Miller then orders Johnson to search us. Under the protective cover of Miller’s guns, ‘Marshall Johnson’ frisks us for weapons and phones. His smile is lewd as he runs his hands up my legs. I barely notice as Miller steps back outside the gate. He comes back a few moments later with a briefcase in his hand. Thankfully, Johnson’s search is brief. We don’t have any phones or guns.
As Johnson backs away, Miller begins to speak. “You have caused a lot of trouble,” he says I expected his voice to be self-assured. I expect him to be in command. But he’s almost shaking with anger.
He continues, “Your little phone messages have convinced a lot of people. And your breakout embarrassed the FBI. We are going to deal with that. Now.”
“If you kill us, people will still believe our story,” I say.
“Not many,” says Miller, “The way you are about to die will ensure that. What we’re going to do is simple and straight-forward and you will participate in every part of it. You will cooperate. The reason is simple. If you do not… well, Neisha, I know you’re not close to your mother, but I will kill her and I will kill your ridiculous pastor. It will turn out that your mother was stealing from the pharmacy where she works and that the Preacher has been selling her product to his church. Aji, your group of friends will die too. Sadly, a Mexican drug gang will realize that their nomadic lifestyle was cover for an upstart cocaine distribution network. The Mexican gang will ambush and shoot down every one of them. They will die in dishonor. They will be utterly destroyed. Do the two of you understand?”
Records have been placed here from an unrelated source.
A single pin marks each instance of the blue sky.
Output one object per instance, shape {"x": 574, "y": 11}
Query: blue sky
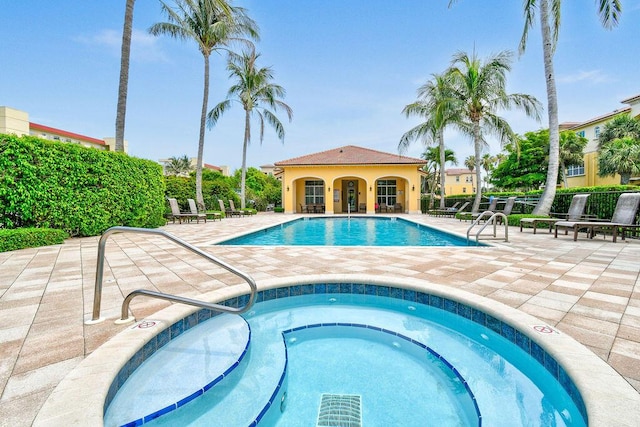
{"x": 349, "y": 67}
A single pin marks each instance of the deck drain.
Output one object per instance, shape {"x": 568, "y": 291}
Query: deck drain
{"x": 340, "y": 410}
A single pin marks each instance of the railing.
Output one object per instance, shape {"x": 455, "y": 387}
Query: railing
{"x": 493, "y": 218}
{"x": 97, "y": 297}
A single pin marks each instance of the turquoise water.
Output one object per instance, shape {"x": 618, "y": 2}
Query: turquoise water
{"x": 397, "y": 382}
{"x": 342, "y": 231}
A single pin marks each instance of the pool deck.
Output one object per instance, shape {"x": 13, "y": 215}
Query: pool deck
{"x": 589, "y": 289}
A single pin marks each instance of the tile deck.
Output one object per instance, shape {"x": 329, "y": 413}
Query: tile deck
{"x": 589, "y": 290}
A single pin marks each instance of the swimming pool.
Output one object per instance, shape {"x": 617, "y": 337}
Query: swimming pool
{"x": 523, "y": 385}
{"x": 345, "y": 231}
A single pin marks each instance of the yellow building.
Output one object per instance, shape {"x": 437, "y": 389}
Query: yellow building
{"x": 459, "y": 181}
{"x": 586, "y": 175}
{"x": 351, "y": 179}
{"x": 17, "y": 122}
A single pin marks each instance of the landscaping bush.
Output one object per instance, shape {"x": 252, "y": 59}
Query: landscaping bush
{"x": 83, "y": 191}
{"x": 14, "y": 239}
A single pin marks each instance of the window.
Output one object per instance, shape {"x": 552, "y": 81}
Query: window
{"x": 387, "y": 191}
{"x": 575, "y": 170}
{"x": 314, "y": 192}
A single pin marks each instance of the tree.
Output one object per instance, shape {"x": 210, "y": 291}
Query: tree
{"x": 179, "y": 166}
{"x": 609, "y": 11}
{"x": 437, "y": 106}
{"x": 481, "y": 89}
{"x": 434, "y": 169}
{"x": 620, "y": 156}
{"x": 524, "y": 167}
{"x": 571, "y": 152}
{"x": 213, "y": 25}
{"x": 121, "y": 109}
{"x": 257, "y": 94}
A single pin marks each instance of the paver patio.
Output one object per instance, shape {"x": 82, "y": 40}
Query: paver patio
{"x": 589, "y": 289}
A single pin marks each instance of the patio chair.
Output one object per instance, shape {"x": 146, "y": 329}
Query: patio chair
{"x": 623, "y": 218}
{"x": 227, "y": 211}
{"x": 194, "y": 211}
{"x": 176, "y": 214}
{"x": 233, "y": 208}
{"x": 574, "y": 213}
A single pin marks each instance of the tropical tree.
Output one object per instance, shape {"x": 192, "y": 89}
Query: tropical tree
{"x": 258, "y": 95}
{"x": 437, "y": 106}
{"x": 609, "y": 11}
{"x": 179, "y": 166}
{"x": 125, "y": 54}
{"x": 481, "y": 89}
{"x": 214, "y": 25}
{"x": 571, "y": 152}
{"x": 524, "y": 166}
{"x": 620, "y": 156}
{"x": 434, "y": 169}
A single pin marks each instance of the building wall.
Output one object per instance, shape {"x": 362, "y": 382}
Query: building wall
{"x": 336, "y": 185}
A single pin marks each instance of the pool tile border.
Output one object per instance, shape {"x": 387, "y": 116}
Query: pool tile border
{"x": 498, "y": 326}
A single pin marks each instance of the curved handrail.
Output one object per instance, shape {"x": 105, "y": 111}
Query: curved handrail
{"x": 491, "y": 220}
{"x": 97, "y": 296}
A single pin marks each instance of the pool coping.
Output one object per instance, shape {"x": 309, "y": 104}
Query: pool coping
{"x": 608, "y": 398}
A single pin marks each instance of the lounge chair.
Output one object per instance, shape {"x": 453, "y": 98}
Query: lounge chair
{"x": 194, "y": 211}
{"x": 227, "y": 211}
{"x": 574, "y": 213}
{"x": 623, "y": 218}
{"x": 176, "y": 214}
{"x": 233, "y": 208}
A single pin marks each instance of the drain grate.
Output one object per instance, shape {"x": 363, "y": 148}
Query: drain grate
{"x": 340, "y": 410}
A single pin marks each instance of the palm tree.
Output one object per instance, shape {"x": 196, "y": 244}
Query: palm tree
{"x": 437, "y": 106}
{"x": 179, "y": 166}
{"x": 609, "y": 11}
{"x": 434, "y": 168}
{"x": 571, "y": 152}
{"x": 213, "y": 25}
{"x": 121, "y": 109}
{"x": 481, "y": 90}
{"x": 620, "y": 156}
{"x": 257, "y": 95}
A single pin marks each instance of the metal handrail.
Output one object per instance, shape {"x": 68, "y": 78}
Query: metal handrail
{"x": 97, "y": 297}
{"x": 492, "y": 220}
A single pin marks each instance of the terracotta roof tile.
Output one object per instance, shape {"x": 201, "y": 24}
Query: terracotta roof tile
{"x": 350, "y": 155}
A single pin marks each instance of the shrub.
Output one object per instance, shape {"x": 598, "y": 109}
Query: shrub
{"x": 83, "y": 191}
{"x": 14, "y": 239}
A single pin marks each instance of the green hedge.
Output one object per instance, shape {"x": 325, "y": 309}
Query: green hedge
{"x": 11, "y": 240}
{"x": 83, "y": 191}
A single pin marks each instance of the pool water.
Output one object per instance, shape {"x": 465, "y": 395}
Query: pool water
{"x": 344, "y": 231}
{"x": 396, "y": 380}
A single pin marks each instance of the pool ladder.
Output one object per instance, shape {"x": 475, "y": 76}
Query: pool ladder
{"x": 493, "y": 219}
{"x": 97, "y": 296}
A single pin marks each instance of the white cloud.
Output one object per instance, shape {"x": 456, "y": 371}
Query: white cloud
{"x": 593, "y": 76}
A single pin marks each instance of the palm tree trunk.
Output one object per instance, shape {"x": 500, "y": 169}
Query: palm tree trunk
{"x": 121, "y": 109}
{"x": 442, "y": 161}
{"x": 247, "y": 133}
{"x": 546, "y": 200}
{"x": 477, "y": 143}
{"x": 203, "y": 116}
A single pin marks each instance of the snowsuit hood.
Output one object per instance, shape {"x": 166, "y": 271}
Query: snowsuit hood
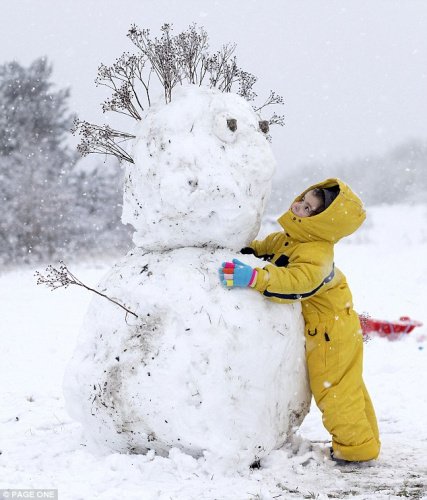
{"x": 343, "y": 216}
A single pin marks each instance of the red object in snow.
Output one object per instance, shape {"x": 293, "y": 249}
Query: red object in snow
{"x": 403, "y": 325}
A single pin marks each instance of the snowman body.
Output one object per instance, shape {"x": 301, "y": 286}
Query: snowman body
{"x": 209, "y": 370}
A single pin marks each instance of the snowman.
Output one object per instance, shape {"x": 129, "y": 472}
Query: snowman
{"x": 214, "y": 373}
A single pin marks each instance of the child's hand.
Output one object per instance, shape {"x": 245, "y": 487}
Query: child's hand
{"x": 237, "y": 273}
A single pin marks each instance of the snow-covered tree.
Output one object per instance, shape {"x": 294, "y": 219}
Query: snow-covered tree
{"x": 34, "y": 158}
{"x": 49, "y": 206}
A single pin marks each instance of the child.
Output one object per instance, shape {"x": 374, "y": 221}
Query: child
{"x": 302, "y": 269}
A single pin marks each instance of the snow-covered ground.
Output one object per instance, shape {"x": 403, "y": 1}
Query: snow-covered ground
{"x": 41, "y": 447}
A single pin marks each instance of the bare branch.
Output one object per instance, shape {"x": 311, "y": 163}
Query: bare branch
{"x": 63, "y": 278}
{"x": 101, "y": 139}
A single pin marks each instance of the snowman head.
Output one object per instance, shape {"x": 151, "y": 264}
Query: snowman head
{"x": 201, "y": 174}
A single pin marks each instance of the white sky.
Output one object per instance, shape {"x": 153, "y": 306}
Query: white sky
{"x": 353, "y": 73}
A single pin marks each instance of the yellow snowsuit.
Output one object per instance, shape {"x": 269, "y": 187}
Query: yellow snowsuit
{"x": 302, "y": 269}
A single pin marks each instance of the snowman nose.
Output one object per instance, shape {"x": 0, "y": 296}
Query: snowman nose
{"x": 264, "y": 126}
{"x": 232, "y": 124}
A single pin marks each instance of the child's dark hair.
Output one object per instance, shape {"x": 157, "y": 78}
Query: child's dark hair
{"x": 326, "y": 196}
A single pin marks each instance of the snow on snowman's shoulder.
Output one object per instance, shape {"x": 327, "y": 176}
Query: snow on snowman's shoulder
{"x": 203, "y": 368}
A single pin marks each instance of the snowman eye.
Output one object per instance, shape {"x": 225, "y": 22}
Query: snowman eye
{"x": 264, "y": 126}
{"x": 232, "y": 124}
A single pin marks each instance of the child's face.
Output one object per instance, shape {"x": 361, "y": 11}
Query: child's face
{"x": 308, "y": 206}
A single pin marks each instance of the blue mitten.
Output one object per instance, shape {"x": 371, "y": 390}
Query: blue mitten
{"x": 237, "y": 273}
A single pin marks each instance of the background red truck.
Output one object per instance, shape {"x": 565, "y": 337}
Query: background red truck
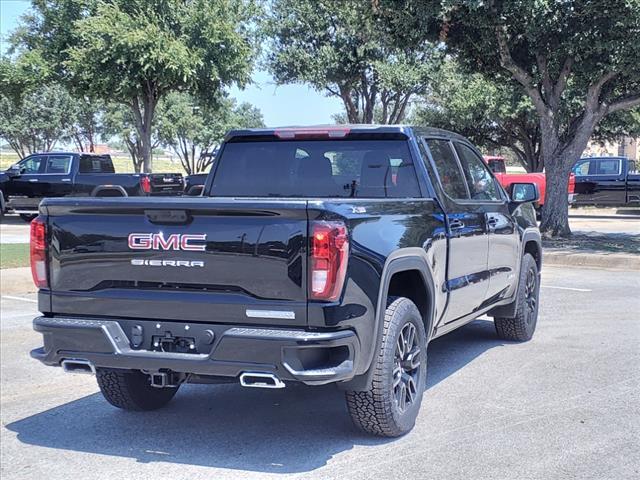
{"x": 498, "y": 167}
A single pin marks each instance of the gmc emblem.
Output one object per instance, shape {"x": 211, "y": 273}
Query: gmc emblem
{"x": 175, "y": 241}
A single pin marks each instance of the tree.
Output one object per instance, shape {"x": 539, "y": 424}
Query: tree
{"x": 491, "y": 112}
{"x": 576, "y": 60}
{"x": 37, "y": 121}
{"x": 87, "y": 123}
{"x": 134, "y": 52}
{"x": 338, "y": 49}
{"x": 194, "y": 129}
{"x": 119, "y": 123}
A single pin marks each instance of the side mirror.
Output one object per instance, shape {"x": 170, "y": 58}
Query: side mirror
{"x": 524, "y": 193}
{"x": 14, "y": 171}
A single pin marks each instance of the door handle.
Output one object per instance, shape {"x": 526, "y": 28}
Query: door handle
{"x": 456, "y": 224}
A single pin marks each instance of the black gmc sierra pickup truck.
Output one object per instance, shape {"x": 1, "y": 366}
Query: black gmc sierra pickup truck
{"x": 607, "y": 181}
{"x": 315, "y": 255}
{"x": 72, "y": 174}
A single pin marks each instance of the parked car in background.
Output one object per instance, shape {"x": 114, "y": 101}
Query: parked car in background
{"x": 315, "y": 255}
{"x": 607, "y": 181}
{"x": 498, "y": 167}
{"x": 70, "y": 174}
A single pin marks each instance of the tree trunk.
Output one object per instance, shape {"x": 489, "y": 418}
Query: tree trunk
{"x": 555, "y": 211}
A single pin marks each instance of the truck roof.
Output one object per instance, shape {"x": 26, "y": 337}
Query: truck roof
{"x": 350, "y": 128}
{"x": 64, "y": 152}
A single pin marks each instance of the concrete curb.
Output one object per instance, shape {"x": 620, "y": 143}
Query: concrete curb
{"x": 16, "y": 280}
{"x": 611, "y": 261}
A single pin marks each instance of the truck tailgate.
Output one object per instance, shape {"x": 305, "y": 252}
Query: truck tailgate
{"x": 184, "y": 259}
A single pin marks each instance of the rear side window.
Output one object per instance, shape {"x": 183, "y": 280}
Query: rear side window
{"x": 316, "y": 168}
{"x": 582, "y": 168}
{"x": 96, "y": 164}
{"x": 32, "y": 164}
{"x": 481, "y": 184}
{"x": 608, "y": 167}
{"x": 59, "y": 164}
{"x": 451, "y": 177}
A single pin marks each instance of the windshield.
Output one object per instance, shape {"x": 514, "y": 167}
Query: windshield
{"x": 320, "y": 168}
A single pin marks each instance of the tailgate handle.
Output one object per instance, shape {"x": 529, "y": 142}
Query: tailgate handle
{"x": 173, "y": 217}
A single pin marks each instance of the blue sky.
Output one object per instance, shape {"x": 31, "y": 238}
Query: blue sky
{"x": 283, "y": 105}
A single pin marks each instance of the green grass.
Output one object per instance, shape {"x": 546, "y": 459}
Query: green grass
{"x": 14, "y": 255}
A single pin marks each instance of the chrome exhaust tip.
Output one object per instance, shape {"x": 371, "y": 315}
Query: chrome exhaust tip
{"x": 77, "y": 365}
{"x": 260, "y": 380}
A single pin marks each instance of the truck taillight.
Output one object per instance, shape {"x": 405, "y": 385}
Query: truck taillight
{"x": 145, "y": 184}
{"x": 39, "y": 252}
{"x": 328, "y": 259}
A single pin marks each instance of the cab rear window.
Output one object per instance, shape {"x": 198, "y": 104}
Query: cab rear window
{"x": 96, "y": 164}
{"x": 316, "y": 168}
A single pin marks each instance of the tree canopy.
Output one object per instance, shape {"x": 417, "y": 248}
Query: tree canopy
{"x": 339, "y": 49}
{"x": 134, "y": 52}
{"x": 493, "y": 113}
{"x": 194, "y": 129}
{"x": 576, "y": 60}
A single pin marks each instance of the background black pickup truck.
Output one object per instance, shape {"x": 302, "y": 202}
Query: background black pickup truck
{"x": 606, "y": 181}
{"x": 68, "y": 174}
{"x": 317, "y": 255}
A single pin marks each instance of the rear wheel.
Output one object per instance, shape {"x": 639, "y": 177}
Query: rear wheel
{"x": 132, "y": 390}
{"x": 521, "y": 327}
{"x": 390, "y": 407}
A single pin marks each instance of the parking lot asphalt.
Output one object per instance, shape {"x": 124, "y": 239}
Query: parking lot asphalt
{"x": 564, "y": 405}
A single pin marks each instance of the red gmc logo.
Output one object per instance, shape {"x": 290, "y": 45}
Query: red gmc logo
{"x": 175, "y": 241}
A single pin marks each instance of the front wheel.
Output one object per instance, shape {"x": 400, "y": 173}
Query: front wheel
{"x": 521, "y": 327}
{"x": 132, "y": 390}
{"x": 390, "y": 407}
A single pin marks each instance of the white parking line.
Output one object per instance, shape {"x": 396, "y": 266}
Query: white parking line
{"x": 567, "y": 288}
{"x": 10, "y": 297}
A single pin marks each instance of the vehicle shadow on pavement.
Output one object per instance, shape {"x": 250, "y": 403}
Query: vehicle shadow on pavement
{"x": 296, "y": 429}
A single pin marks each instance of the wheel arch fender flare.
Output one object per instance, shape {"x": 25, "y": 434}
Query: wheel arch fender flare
{"x": 532, "y": 235}
{"x": 402, "y": 260}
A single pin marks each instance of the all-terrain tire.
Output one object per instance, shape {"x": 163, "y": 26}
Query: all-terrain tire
{"x": 378, "y": 410}
{"x": 131, "y": 390}
{"x": 521, "y": 327}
“Yes,” I say, my voice shaking.
“Yes,” says Aji, “I will cooperate.”
“Good,” says Miller. “I am sorry what is about to happen has to happen. But we have to protect America from the past – from the times when people just closed their eyes and hoped for some mystical force to take care of everything – and for the supposed representatives of that force to decide what was right and wrong. We’re never going back to that. Science determines what is right and wrong, what works and what doesn’t – what leads to the most happiness for the most people. We have advanced so far with science. But people are weak. They often refuse to be happy. That is why charlatans can threaten everything we’ve built. Aji’s campaign of mass fraud and intimidation, and whatever legacy he might leave, is going to end here. We will restore what scientifically known to be right.”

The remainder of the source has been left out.